IB has figured out that this is not true.  Their VIP customers pay
through the nose for their "premium" service, but they're the only
game in town, so nothing threatens their market share.

>If I were a banker and I had a choice between SSL-secured HTTPS that
>99% of my internet banking customers would approve of, which requires
>no special training or experience on their part, which requires no
>additional special training on the part of my tech support staff, or
>adding OpenPGP-secured statement delivery that would appeal to 1% of
>my userbase and each one of those users would have tech support costs
>orders of magnitude greater than the users as a whole, the presence
>of that 1% would require expensive training and retraining on the
>part of my tech support staff...

Then you would choose to be a dime-a-dozen bank, and compete with tens
of thousands of banks for 1/10000th of 99% of the market, which is
obviously not as profitable as taking the other 1% in whole.

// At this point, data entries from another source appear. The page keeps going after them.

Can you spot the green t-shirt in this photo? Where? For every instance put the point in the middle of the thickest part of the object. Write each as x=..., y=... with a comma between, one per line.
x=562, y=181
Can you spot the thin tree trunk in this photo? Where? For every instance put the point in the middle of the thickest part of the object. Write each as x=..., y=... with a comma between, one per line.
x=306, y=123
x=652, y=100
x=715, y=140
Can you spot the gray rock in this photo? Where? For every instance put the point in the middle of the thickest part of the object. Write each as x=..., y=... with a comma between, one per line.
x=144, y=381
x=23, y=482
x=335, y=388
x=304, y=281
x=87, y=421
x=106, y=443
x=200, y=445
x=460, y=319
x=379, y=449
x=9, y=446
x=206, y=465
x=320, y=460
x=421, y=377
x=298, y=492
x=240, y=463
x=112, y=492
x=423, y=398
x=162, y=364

>Honestly, if I was advising a consumer bank about this, I'd tell them to
>avoid OpenPGP.  I don't see the business case for it.  And until you can
>show me either (a) radical improvements in ease-of-use,

Partner with hushmail.

>(b) radical reductions in technical support costs,

Don't offer unlimited support.

>(c) explosive demand from the users, 

The demand need not be "explosive" if you're the only one (or one of
very few) supplying the demand.

>you really can't show me the business case for it, either.

You've failed to make a convincing case for why a business case
already proven to work in Germany would fail in the US.